Após classificar como “inaceitável” a situação em Ceuta, tomada por dezenas de milhares de imigrantes na semana passada, a presidente da Comissão Europeia, Ursula von der Leyen, defendeu mais colaboração com a Espanha e mais recursos para o Marrocos. A declaração foi feita nesta segunda-feira (3), depois de um fim de semana de atritos públicos entre integrantes do bloco.
O primeiro-ministro espanhol, Pedro Sánchez, pediu mais solidariedade aos colegas e lembrou que seu país recebeu menos da metade de imigrantes que a Itália nos últimos cinco anos: 234.760 contra 478.600. A fala buscava conter uma onda de desinformação e a ofensiva política liderada pela primeira-ministra italiana, Giorgia Meloni. O governo italiano propôs a exclusão da Espanha do Espaço Schengen e depois impôs restrições unilaterais entre os países.
A ação de Meloni resultou em uma carta assinada por 22 dos 27 líderes da União Europeia pedindo uma reunião de emergência e uma resposta mais dura para a crise.

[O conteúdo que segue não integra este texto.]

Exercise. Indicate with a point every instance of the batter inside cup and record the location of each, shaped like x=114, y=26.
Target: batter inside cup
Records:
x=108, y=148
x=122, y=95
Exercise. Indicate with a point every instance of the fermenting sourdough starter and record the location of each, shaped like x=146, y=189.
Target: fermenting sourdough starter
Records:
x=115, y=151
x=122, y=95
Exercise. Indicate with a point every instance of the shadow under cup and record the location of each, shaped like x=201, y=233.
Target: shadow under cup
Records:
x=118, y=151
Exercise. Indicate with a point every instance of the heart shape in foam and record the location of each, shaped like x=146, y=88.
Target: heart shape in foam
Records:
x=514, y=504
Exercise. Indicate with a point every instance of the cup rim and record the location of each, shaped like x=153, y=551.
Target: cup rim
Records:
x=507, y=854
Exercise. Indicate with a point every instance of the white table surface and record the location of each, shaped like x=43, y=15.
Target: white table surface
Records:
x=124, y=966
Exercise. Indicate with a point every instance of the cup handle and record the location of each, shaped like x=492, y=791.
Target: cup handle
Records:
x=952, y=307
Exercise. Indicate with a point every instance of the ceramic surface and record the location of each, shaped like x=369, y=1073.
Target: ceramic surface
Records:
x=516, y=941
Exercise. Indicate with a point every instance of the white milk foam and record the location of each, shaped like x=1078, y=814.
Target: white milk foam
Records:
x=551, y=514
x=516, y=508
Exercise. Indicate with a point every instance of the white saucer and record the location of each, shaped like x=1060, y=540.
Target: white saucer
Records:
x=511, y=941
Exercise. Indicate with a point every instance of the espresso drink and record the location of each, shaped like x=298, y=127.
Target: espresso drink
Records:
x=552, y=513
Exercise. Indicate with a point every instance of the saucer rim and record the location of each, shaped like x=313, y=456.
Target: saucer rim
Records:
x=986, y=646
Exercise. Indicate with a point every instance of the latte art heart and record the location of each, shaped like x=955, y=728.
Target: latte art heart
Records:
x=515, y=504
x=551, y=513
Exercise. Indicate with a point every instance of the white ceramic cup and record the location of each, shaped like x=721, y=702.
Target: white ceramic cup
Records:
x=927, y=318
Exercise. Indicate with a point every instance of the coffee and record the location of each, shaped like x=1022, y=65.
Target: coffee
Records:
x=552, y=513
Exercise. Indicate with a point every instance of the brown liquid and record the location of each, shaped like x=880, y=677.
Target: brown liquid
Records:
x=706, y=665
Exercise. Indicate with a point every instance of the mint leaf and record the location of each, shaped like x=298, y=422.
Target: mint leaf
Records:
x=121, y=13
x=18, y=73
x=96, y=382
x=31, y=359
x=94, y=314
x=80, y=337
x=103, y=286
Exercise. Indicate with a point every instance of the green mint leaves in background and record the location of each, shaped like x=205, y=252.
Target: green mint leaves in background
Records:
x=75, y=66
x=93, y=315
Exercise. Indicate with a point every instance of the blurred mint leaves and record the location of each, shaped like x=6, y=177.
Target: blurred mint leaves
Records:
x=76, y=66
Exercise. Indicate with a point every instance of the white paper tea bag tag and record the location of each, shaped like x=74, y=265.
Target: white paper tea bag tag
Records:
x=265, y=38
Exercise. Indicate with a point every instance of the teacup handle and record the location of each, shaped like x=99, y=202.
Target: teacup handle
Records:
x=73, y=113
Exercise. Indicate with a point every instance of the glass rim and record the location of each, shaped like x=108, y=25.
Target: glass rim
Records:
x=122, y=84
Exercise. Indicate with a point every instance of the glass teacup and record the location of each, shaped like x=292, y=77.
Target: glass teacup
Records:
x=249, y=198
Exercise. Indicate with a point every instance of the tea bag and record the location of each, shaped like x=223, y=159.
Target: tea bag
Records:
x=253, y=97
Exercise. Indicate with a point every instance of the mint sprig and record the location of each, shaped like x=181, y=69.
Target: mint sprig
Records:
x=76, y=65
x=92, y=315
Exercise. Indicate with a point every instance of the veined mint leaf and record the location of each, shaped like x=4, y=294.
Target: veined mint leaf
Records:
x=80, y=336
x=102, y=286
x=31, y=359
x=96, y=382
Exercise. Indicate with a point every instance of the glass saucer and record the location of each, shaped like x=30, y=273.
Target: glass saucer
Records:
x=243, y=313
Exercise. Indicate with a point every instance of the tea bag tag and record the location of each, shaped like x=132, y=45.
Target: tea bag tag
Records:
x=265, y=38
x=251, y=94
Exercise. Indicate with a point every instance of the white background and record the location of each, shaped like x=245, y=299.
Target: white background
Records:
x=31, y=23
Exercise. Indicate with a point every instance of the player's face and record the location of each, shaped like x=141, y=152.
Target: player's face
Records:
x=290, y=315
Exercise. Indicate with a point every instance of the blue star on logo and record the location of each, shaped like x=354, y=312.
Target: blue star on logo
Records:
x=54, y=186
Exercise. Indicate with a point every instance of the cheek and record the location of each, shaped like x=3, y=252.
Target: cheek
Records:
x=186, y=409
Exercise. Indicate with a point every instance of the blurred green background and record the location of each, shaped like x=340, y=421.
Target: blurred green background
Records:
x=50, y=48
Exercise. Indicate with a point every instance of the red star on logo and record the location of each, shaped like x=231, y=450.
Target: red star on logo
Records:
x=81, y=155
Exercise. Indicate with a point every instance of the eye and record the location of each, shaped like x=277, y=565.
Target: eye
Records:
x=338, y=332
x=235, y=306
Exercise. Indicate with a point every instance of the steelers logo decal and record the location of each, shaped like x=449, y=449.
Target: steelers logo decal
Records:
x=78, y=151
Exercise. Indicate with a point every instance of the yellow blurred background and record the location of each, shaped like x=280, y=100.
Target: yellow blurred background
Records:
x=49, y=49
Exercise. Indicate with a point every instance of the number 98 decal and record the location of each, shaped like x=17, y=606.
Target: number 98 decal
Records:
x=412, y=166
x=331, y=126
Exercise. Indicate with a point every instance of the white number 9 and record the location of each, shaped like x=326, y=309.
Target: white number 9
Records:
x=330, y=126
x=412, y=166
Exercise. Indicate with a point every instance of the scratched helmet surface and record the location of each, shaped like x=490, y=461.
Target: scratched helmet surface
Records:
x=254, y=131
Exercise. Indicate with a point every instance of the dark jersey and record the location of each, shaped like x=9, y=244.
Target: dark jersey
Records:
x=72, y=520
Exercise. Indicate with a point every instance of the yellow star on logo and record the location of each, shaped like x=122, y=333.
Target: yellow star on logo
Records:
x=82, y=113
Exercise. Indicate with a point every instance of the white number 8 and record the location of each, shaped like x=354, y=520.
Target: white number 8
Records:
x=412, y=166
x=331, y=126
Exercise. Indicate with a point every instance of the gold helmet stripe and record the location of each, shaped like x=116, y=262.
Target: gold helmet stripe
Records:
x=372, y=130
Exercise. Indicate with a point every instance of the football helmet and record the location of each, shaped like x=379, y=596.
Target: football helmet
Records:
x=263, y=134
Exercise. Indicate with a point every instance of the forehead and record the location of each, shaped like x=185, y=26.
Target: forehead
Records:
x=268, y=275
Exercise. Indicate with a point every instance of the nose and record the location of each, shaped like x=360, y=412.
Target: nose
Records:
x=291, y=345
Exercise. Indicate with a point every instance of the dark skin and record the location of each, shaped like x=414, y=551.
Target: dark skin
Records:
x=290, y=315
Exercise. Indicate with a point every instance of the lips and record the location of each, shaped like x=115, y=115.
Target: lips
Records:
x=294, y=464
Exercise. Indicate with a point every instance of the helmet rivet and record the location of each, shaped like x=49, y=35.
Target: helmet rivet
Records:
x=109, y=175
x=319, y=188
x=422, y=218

Nas entrelinhas, ficou a crítica à política imigratória espanhola, que estaria incentivando a entrada de imigrantes irregulares no bloco. Para tentar amenizar os atritos, um encontro entre ministros do Interior foi marcado para esta terça-feira (4), precedido por uma reunião de embaixadores.
Apesar da tentativa de Von der Leyen de guiar a pauta, a expectativa para o diálogo não é positiva. Analistas afirmam que Meloni deve defender a liberação rápida de centros de detenção terceirizados, como o que construiu na Albânia e depois foi proibido pela Justiça italiana e europeia. Um pacote recém-aprovado sobre imigração já prevê esse tipo de instalação.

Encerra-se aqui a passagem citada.